'IS' massacres dozens in central Syria
October 23, 2017Bodies of more than 60 Syrian civilians have been found in the central Syrian town of al-Qaryatayn, a senior Syrian official and activists said on Monday. The town was retaken from "Islamic State" militants by the Syrian army over the weekend.
"More than 60 were dead, while more than 100 others are missing, either kidnapped or killed," Homs province governor Talal Barazi confirmed in interviews with Reuters and the Associated Press news agencies.
Barazi said most of the victims had been government employees or members of Syria's ruling Baath party.
"It is a shocking massacre," he said, adding that the killings went on for the three weeks that IS held al-Qaryatayn.
Some of them were shot on the streets as the militants retreated. At least 35 bodies were found shot and dumped into a deep shaft.
A 'massacre'
The Britain-based Syrian Observatory for Human Rights also reported the discovery on Monday. According to its sources, at least 128 people had been murdered, 83 of them within 48 hours, before the town was recaptured by Syrian government forces. The head of the Observatory, Rami Abdurrahman, also called the killings a "massacre."
The Observatory said around 200 militants had been in the town and withdrew towards the desert areas in the eastern part of Homs province. The region neighbors the province of Deir el-Zour, where the government and US-backed forces are mounting an assault on some of the last IS strongholds in the country.
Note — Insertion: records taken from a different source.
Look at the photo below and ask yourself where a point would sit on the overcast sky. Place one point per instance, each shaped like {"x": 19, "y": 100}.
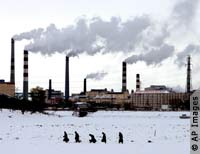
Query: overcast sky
{"x": 153, "y": 37}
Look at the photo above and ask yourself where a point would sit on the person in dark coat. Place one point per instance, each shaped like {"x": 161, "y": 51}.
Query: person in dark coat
{"x": 120, "y": 138}
{"x": 65, "y": 137}
{"x": 92, "y": 139}
{"x": 103, "y": 137}
{"x": 77, "y": 140}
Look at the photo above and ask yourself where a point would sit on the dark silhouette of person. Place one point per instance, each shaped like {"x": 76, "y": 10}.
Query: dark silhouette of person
{"x": 77, "y": 140}
{"x": 103, "y": 137}
{"x": 120, "y": 138}
{"x": 92, "y": 139}
{"x": 65, "y": 137}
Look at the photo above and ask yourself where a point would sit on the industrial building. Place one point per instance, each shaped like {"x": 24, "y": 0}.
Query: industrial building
{"x": 53, "y": 96}
{"x": 155, "y": 97}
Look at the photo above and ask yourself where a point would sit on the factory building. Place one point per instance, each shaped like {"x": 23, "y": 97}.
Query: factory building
{"x": 56, "y": 96}
{"x": 158, "y": 101}
{"x": 53, "y": 96}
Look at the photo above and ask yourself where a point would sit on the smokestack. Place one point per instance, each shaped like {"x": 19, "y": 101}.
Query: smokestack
{"x": 137, "y": 82}
{"x": 85, "y": 86}
{"x": 188, "y": 84}
{"x": 67, "y": 78}
{"x": 124, "y": 77}
{"x": 25, "y": 85}
{"x": 50, "y": 87}
{"x": 12, "y": 66}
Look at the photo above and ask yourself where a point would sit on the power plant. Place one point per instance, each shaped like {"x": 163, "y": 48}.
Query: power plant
{"x": 155, "y": 97}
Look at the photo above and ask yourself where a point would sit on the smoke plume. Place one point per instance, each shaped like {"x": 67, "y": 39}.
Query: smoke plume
{"x": 185, "y": 11}
{"x": 191, "y": 49}
{"x": 97, "y": 75}
{"x": 89, "y": 36}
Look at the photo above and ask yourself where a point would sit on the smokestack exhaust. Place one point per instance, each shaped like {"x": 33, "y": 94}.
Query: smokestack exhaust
{"x": 137, "y": 82}
{"x": 85, "y": 86}
{"x": 25, "y": 83}
{"x": 67, "y": 78}
{"x": 124, "y": 77}
{"x": 50, "y": 88}
{"x": 12, "y": 66}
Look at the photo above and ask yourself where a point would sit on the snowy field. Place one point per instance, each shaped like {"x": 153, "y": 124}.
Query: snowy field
{"x": 39, "y": 133}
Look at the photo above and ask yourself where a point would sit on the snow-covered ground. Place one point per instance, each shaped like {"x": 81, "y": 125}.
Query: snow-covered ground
{"x": 39, "y": 133}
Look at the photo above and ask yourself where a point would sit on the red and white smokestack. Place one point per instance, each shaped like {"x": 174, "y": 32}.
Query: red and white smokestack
{"x": 67, "y": 78}
{"x": 50, "y": 89}
{"x": 85, "y": 86}
{"x": 25, "y": 83}
{"x": 12, "y": 66}
{"x": 137, "y": 82}
{"x": 124, "y": 77}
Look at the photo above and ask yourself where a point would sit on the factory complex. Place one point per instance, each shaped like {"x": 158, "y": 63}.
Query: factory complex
{"x": 155, "y": 97}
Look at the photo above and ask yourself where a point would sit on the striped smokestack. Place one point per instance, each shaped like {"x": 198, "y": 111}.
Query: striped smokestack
{"x": 124, "y": 77}
{"x": 12, "y": 66}
{"x": 137, "y": 82}
{"x": 25, "y": 83}
{"x": 85, "y": 86}
{"x": 67, "y": 78}
{"x": 188, "y": 84}
{"x": 50, "y": 89}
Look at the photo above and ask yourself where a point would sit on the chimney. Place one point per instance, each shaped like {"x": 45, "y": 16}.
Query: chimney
{"x": 67, "y": 78}
{"x": 124, "y": 77}
{"x": 188, "y": 84}
{"x": 12, "y": 66}
{"x": 50, "y": 87}
{"x": 25, "y": 83}
{"x": 85, "y": 86}
{"x": 137, "y": 82}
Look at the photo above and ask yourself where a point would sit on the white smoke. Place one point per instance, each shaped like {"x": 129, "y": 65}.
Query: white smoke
{"x": 191, "y": 49}
{"x": 185, "y": 11}
{"x": 155, "y": 46}
{"x": 89, "y": 36}
{"x": 97, "y": 75}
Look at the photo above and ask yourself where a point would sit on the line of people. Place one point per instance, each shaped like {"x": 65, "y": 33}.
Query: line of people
{"x": 92, "y": 138}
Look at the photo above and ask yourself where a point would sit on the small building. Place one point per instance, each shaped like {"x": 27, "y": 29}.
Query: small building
{"x": 7, "y": 88}
{"x": 55, "y": 96}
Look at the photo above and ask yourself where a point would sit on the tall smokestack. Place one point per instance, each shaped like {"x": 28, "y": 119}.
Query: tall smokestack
{"x": 85, "y": 86}
{"x": 12, "y": 66}
{"x": 188, "y": 84}
{"x": 25, "y": 84}
{"x": 137, "y": 82}
{"x": 123, "y": 76}
{"x": 50, "y": 88}
{"x": 67, "y": 78}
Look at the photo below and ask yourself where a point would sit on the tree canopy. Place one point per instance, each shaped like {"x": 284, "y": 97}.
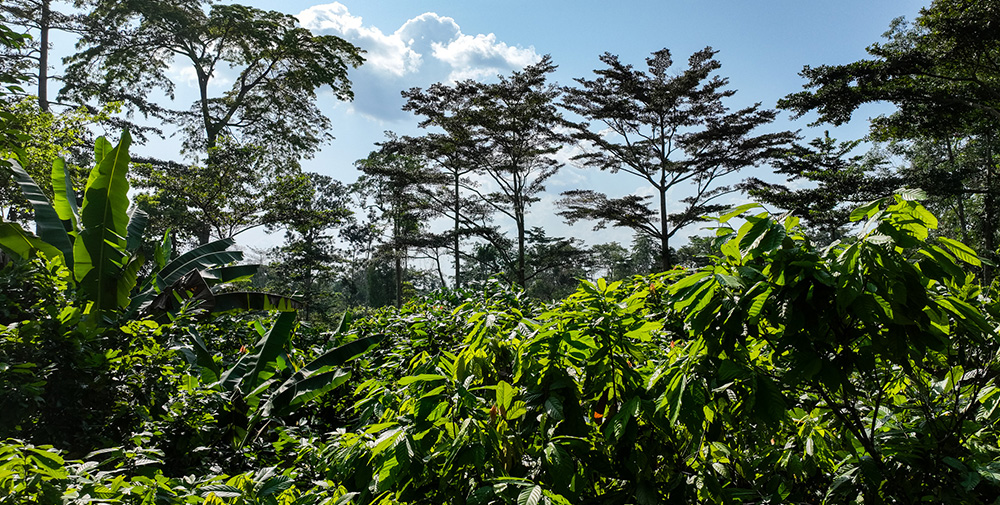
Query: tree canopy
{"x": 669, "y": 130}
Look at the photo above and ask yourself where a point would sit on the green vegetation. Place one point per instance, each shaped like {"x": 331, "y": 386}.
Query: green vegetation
{"x": 846, "y": 351}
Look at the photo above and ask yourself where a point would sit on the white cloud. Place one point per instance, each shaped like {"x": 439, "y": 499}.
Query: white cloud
{"x": 385, "y": 53}
{"x": 426, "y": 49}
{"x": 479, "y": 56}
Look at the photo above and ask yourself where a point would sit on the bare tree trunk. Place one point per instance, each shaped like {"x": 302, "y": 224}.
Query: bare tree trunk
{"x": 458, "y": 271}
{"x": 43, "y": 56}
{"x": 664, "y": 230}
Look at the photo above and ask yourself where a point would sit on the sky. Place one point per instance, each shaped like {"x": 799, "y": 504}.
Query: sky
{"x": 762, "y": 46}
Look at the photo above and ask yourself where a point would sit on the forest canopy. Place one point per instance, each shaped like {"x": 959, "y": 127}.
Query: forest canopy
{"x": 420, "y": 337}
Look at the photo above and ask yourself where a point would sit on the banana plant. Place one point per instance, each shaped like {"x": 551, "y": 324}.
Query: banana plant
{"x": 99, "y": 240}
{"x": 100, "y": 243}
{"x": 266, "y": 383}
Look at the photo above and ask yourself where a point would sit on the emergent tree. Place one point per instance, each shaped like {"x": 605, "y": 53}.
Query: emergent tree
{"x": 671, "y": 131}
{"x": 275, "y": 65}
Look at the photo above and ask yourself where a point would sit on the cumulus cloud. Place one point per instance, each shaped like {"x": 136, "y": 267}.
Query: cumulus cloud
{"x": 426, "y": 49}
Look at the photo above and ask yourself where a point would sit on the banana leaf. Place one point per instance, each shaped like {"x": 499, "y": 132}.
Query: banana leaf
{"x": 203, "y": 262}
{"x": 316, "y": 378}
{"x": 48, "y": 226}
{"x": 244, "y": 374}
{"x": 136, "y": 227}
{"x": 181, "y": 262}
{"x": 20, "y": 243}
{"x": 99, "y": 252}
{"x": 64, "y": 201}
{"x": 252, "y": 300}
{"x": 229, "y": 274}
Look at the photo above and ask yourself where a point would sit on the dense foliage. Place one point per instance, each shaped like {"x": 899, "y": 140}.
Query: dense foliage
{"x": 853, "y": 361}
{"x": 777, "y": 373}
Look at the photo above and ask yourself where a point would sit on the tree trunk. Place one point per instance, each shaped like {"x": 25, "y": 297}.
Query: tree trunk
{"x": 665, "y": 263}
{"x": 43, "y": 56}
{"x": 399, "y": 278}
{"x": 519, "y": 275}
{"x": 458, "y": 277}
{"x": 989, "y": 218}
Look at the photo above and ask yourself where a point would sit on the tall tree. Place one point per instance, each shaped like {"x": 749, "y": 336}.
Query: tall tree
{"x": 840, "y": 181}
{"x": 669, "y": 130}
{"x": 39, "y": 18}
{"x": 275, "y": 65}
{"x": 304, "y": 264}
{"x": 396, "y": 185}
{"x": 517, "y": 122}
{"x": 941, "y": 73}
{"x": 454, "y": 151}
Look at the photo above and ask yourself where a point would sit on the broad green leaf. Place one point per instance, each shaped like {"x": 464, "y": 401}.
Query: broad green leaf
{"x": 48, "y": 226}
{"x": 230, "y": 273}
{"x": 136, "y": 228}
{"x": 246, "y": 371}
{"x": 318, "y": 376}
{"x": 250, "y": 300}
{"x": 205, "y": 261}
{"x": 866, "y": 211}
{"x": 20, "y": 243}
{"x": 735, "y": 211}
{"x": 163, "y": 252}
{"x": 961, "y": 251}
{"x": 274, "y": 485}
{"x": 181, "y": 262}
{"x": 99, "y": 251}
{"x": 505, "y": 394}
{"x": 530, "y": 496}
{"x": 64, "y": 201}
{"x": 425, "y": 377}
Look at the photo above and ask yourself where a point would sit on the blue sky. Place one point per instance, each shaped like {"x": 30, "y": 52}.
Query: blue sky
{"x": 762, "y": 47}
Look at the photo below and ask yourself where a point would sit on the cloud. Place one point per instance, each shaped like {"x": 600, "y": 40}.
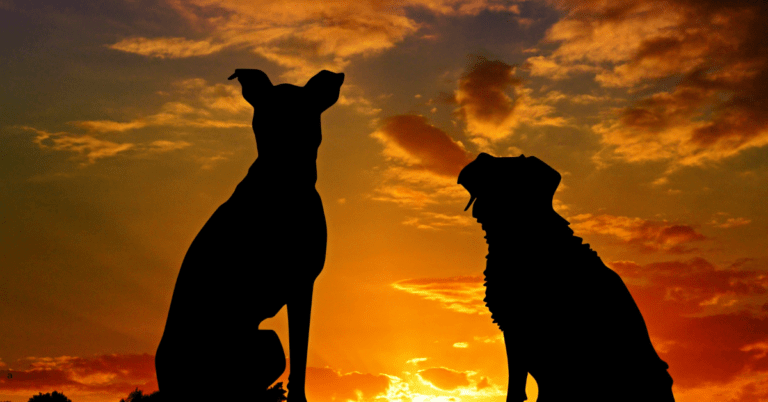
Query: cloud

The jihadis have lost most of the territory they had managed to capture in 2014. They have been retreating across northern and eastern Syria, days after losing control of in Raqqa, once considered the de facto capital of the self-proclaimed caliphate.
Al-Qaryatayn, which lies nearly 300 km (190 miles) west of Deir el-Zour, was first captured by the IS in August 2015. They used the strategically-important town to defend the historic city of Palmyra.
They lost control of the town to Russia-backed Syrian troops in less than a year only to recapture it again earlier this month.